We are seeking a Data Engineer who is driven and a great team player to work in our Enterprise Data Systems team. Ideal candidate will be an expertise in Data Modelling, Data Marting, ETL, Performance tuning, Data Governance and Data Security leveraging Big Data Technologies, Columnar or Time Series data stores along with traditional RDBMS
- Dimension Modelling & ETL development using Python and Spark structured streaming
- Define Data Security protocols and enable Access controls
- Conduct Database performance tuning and implement low latency data systems
- Experience building Master Data Management software in an organization.

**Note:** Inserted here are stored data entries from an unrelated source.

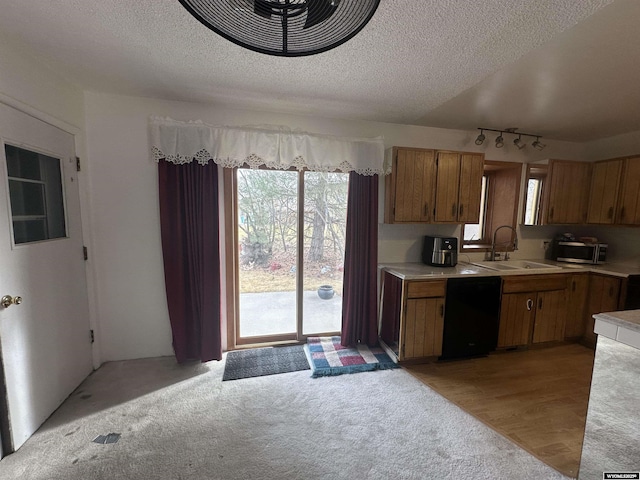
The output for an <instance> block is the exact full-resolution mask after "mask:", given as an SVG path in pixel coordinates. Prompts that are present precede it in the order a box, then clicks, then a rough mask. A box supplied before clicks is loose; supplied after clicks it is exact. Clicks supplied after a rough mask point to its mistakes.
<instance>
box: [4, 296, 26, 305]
mask: <svg viewBox="0 0 640 480" xmlns="http://www.w3.org/2000/svg"><path fill="white" fill-rule="evenodd" d="M21 303H22V297H19V296H17V295H16V296H15V297H12V296H11V295H5V296H4V297H2V299H0V305H2V306H3V307H4V308H9V307H10V306H11V305H20V304H21Z"/></svg>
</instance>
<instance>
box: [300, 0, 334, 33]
mask: <svg viewBox="0 0 640 480" xmlns="http://www.w3.org/2000/svg"><path fill="white" fill-rule="evenodd" d="M306 3H307V21H306V22H305V23H304V27H303V28H310V27H313V26H314V25H317V24H319V23H322V22H324V21H325V20H326V19H328V18H329V17H331V15H333V14H334V13H335V11H336V9H337V8H338V2H335V1H332V0H307V2H306Z"/></svg>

- Build highly scalable data marts that can be used by DSC globally
- Responsible for maintaining data integrity across multiple data marts
- Subscribing to published Kafka streaming data and work on Avro, Json and Parquet data formats
- Data Mapping from sources to the data marts and work with peer data engineering teams to pipeline the data
- Design and code for highly scalable solutions for Data Extractions from Data Lake and transformations jobs for business rules application
- Define and parallel process the ETL jobs towards Low Latency and highly scalable systems
- Code for Data Quality frameworks that can measure and maintain Data Completeness, Data Integrity and Data Validity between interfacing systems
- Documenting Data Mapping and maintain a data dictionary across all DSC enterprise data
- Owning the KPIs to measure the performance of Data Marts and provide visibility to senior management
- Design for Self-Serve BI platforms and drive higher adoption rates
- Master's Degree in Computer Science or related Majors
- 4-6 years of industry experience overall
- 4+ years of Data Warehousing and Data Engineering with
- 4 + years of Data Modelling and Data Processing for large scale Near Real time Big Data platforms like Redshift, HBase, Druid, Snowflake
- 4+ years of developing End to End Self-Serve BI platforms using BI tools like Tableau, Qlik Sense, Looker or like
- 2+ years of ETL knowledge and parallel processing technologies like Spark and Kafka streaming.
- 6 years of Programming experience with either Java or Python or Scala in a Linux/ Unix environment
- Minimum 1 year of Working knowledge with cloud-based solutions hosted on AWS.